I know it is a terrible strain on you. It is easier to be in the place where things are happening, even if you can't do anything. I am in that position. The chief Ann was referring to was Colonel H. Norman Schwarzkopf, and his official title was Commander of the New Jersey State Police. Yes, he was the father of Stormin Norman Schwarzkopf of the First Gulf War.
A decorated World War I veteran, he had founded the Jersey State Police in 1921. Its first big task was catching bootleggers, and he had trained the first few classes of troopers himself. In fact, if you visit the state police headquarters, one of the first things you see is this statue looming over the grounds. What have you spotted, Jay?
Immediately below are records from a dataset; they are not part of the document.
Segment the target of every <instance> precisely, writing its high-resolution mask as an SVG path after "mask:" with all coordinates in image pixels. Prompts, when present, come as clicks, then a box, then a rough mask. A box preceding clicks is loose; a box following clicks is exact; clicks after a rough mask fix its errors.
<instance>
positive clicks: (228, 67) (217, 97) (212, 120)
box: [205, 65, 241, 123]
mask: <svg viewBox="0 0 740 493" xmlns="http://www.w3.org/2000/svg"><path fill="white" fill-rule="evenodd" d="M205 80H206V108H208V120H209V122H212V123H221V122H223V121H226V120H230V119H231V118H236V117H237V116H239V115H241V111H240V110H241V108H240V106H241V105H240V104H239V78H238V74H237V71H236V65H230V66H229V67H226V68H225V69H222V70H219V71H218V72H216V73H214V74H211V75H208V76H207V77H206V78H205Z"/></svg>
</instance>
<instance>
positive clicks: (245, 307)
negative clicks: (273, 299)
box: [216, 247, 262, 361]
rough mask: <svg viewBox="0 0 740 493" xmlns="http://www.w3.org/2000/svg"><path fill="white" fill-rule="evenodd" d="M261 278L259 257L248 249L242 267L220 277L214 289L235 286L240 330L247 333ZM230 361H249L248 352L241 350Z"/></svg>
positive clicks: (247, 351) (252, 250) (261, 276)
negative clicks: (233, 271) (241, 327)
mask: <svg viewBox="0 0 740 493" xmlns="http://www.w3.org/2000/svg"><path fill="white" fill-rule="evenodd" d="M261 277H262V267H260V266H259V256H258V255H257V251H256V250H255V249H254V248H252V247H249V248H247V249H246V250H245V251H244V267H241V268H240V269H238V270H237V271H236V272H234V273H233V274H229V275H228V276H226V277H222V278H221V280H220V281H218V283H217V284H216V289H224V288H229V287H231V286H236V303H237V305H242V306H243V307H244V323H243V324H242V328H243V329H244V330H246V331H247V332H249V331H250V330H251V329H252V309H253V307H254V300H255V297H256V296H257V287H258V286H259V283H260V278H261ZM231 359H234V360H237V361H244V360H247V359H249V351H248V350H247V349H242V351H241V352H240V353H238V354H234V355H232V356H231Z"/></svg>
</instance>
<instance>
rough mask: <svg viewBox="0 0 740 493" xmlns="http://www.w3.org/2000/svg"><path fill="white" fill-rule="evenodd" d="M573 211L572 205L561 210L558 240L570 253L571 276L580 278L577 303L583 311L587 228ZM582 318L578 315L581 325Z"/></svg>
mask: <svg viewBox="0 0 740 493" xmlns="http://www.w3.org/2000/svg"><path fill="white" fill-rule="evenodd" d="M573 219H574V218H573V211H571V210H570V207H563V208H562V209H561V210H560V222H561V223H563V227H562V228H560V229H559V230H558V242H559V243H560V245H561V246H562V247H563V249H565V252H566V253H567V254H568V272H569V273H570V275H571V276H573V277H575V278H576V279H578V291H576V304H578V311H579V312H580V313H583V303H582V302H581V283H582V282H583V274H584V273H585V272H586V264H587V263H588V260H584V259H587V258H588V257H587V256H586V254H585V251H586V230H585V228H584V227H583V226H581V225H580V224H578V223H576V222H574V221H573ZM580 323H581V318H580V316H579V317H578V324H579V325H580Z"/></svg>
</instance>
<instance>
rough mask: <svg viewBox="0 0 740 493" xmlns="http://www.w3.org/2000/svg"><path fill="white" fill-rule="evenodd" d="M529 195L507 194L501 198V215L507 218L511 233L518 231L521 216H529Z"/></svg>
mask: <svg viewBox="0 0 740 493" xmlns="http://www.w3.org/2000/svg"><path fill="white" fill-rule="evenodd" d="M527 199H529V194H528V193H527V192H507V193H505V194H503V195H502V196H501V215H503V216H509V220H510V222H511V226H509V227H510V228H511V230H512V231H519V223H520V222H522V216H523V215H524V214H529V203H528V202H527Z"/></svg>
Well, I've spotted a statue of Colonel Norman Schwarzkopf, H. Norman Schwarzkopf, the first superintendent of the New Jersey State Police, right? So anyway... He's wearing kind of boots, breeches. He looks, he's got a mustache. He looks very 1930s, doesn't he? Schwarzkopf was 36 when little Lindy was kidnapped.
Tall, broad-shouldered, and always impeccably dressed in his gray uniform and polished boots, he carried himself with the rigid confidence of the military man he'd once been. Whatever his other skills, though, he knew absolutely nothing. about how to investigate a crime.
When Schwarzkopf was appointed as head of the New Jersey State Police, this fledgling organization, they're inventing the organization as they go along. That's Patrick Bamarack. I'm the great-grandnephew of New Jersey Governor Harold Hoffman. He knows all about Schwarzkopf because the two men hated each other. In fact, his great-granduncle fired Schwarzkopf in 1936.
He's not a law enforcement person. He's a military man who understands vehicles, logistics, maneuvering in the field. He was not the right man for the job. When the call about the Lindbergh kidnapping reached Schwarzkopf, he jumped in his police car and drove through the night, the gravel crunching beneath his tires as he arrived at the Lindbergh estate.
Stepping into the house, Schwarzkopf surveyed the room with a commanding presence. He introduced himself briskly. I'm here to take charge. This case is now under the jurisdiction of the New Jersey State Police. What he was doing, of course, was claiming turf. He was especially keen on keeping away another fledgling organization, the FBI, and its press-savvy young leader, J. Edgar Hoover.
He saw to it that a high level treasury investigator was pulled off the case. But the one person he didn't keep away, quite shocking really, was Charles Lindbergh himself. Anyone who looks into the Lindbergh kidnapping today is bound to be astonished at how deferential Schwarzkopf was to Lindbergh.
It was simply assumed by Schwarzkopf and everyone else in America, for that matter, that Lindbergh couldn't possibly be involved in his own son's kidnapping. Greg Algren is a former detective turned Lindbergh kidnapping sleuth. And I think now we know that probably the parents should be looked at as much as anybody else. So why didn't that happen?